Homeland Security Secretary Alejandro Mayorkas issued broad new directives to immigration officers on Thursday, stating that being an undocumented immigrant “should not alone be the basis” of a decision to detain and deport someone from the United States.

Mayorkas said in an interview that the Biden administration will continue to prioritize the arrest and deportation of immigrants who pose a threat to national security and public safety, as well as those who have recently crossed a border illegally into the United States.

Mayorkas stated that ICE agents should not attempt to arrest and deport farmworkers, the elderly, and others who were vulnerable to deportation under the Trump administration, which allowed agents to arrest anyone in the United States illegally. He also stated that agents should avoid detaining immigrants who are on their radar because they have spoken out against “unscrupulous” landlords or employers, or because they have participated in public demonstrations. The new rules go into effect on November 29.

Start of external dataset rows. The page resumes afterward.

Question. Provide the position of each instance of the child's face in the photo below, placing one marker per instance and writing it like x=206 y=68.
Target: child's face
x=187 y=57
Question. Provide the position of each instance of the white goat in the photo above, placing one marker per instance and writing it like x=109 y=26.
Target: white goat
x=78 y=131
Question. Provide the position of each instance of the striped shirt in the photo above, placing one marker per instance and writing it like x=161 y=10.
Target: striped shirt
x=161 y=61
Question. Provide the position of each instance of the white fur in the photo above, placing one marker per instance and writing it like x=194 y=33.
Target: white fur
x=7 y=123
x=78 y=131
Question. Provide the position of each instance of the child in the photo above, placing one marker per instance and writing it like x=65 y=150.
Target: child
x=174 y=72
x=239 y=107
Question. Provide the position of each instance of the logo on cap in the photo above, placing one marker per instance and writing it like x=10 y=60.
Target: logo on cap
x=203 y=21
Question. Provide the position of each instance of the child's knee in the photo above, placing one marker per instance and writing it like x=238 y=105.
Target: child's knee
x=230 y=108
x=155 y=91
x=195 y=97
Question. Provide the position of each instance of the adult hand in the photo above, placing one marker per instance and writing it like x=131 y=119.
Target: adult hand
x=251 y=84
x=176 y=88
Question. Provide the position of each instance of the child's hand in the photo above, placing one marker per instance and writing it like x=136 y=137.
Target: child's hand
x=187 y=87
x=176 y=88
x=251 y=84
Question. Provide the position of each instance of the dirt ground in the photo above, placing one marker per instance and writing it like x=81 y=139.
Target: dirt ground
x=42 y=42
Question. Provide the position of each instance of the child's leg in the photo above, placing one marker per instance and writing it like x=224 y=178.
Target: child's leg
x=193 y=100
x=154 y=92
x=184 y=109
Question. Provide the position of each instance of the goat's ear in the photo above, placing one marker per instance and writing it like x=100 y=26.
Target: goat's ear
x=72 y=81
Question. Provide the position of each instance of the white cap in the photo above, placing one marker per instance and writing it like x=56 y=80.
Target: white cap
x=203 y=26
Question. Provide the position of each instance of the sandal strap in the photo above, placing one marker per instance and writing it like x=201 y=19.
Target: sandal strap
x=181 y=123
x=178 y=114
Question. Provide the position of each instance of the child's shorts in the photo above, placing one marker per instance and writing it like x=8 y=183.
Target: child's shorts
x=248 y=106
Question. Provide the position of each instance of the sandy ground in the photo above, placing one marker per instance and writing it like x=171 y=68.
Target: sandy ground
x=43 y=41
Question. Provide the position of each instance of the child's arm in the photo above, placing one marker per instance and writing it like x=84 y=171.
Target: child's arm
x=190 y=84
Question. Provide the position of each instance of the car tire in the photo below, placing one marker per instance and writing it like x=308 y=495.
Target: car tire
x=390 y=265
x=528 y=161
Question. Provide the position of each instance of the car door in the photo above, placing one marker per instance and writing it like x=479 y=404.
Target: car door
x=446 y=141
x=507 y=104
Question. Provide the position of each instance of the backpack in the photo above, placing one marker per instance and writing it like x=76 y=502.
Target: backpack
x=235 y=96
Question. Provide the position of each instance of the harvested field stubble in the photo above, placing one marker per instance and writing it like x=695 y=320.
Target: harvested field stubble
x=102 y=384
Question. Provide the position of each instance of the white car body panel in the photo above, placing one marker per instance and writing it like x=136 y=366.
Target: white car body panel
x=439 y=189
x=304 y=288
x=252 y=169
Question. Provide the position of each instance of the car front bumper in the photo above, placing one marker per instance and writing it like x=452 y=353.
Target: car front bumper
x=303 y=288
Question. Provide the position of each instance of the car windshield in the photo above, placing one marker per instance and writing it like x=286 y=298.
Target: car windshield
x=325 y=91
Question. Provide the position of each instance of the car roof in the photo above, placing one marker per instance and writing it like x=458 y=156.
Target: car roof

However, the secretary gave ICE agents far more leeway in deciding whether to deport someone than officials did in the agency’s interim guidance issued on Feb. 18, which required supervisors to sign off on some deportation cases to make sure agents followed the rules.

Mayorkas said he would monitor data showing agents’ compliance with the guidelines but would not micromanage them.

Mayorkas issued the new instructions to immigration agents at a critical juncture for the country’s 11 million undocumented immigrants, the majority of whom have lived in the country for years, as well as the contentious federal agency in charge of enforcing immigration laws.

President Biden has promised to fight for a path to citizenship for them this year, but talks with Republicans have broken down amid a new influx of migrants at the southwest border, and the Senate has hit back-to-back roadblocks in its attempt to include a legalization process in the budget, with the Senate parliamentarian rejecting another proposal this week.

The Democratic Party’s left wing has called for the abolition of ICE, claiming that it is secretive and difficult to monitor. Hundreds of state and local jurisdictions are so wary of the agency that they have prohibited their police and jails from cooperating with them, claiming that they have sought to remove people who do not pose a threat, such as minivan-driving parents or relatives of people in the military.

Republicans have blasted ICE for a dramatic drop in immigration arrests this year, and they have filed lawsuits against the Biden administration, alleging that it has abdicated its responsibility to enforce federal immigration laws. The number of immigration arrests decreased from 6,000 in December to 3,600 in August, according to ICU data.

Republicans in Texas and other states have filed lawsuits seeking to overturn the agency’s enforcement priorities and compel the Biden administration to fully enforce civil immigration laws. A federal judge in Texas blocked ICE’s Feb. 18 priorities, calling them “suffocating,” in August, though an appeals court has since largely allowed them to take effect as the lawsuit moves forward.

Mayorkas stated that he wants to refocus ICE’s public safety mission by training agents in the use of “prosecutorial discretion,” which involves weighing pros and cons when deciding whether to detain and deport someone. He claimed that as a former U.S. attorney prosecuting crimes in Southern California, he used similar tactics, and that ICE’s workforce simply does not have the resources to deport all 11 million people.

The ICE guidelines issued on February 18 gave immigration officers more specific instructions on who to arrest and deport. The guidance effectively prohibited deporting immigrants unless they were violent gang members or aggravated felons.

In the new memo, Mayorkas, however, stated that “whether a noncitizen poses a current threat to public safety is not to be determined by bright lines or categories.”

Immigrant advocates have chastised the Biden administration for allowing detention levels to rise from around 15,000 to nearly 24,000 people per day, despite promising to limit detention. Mayorkas, on the other hand, claims that immigration arrests have changed. The vast majority of those detained have recently crossed the southwest border and are still deportable under the new rules. He also stated that the number of arrests of serious criminals has increased.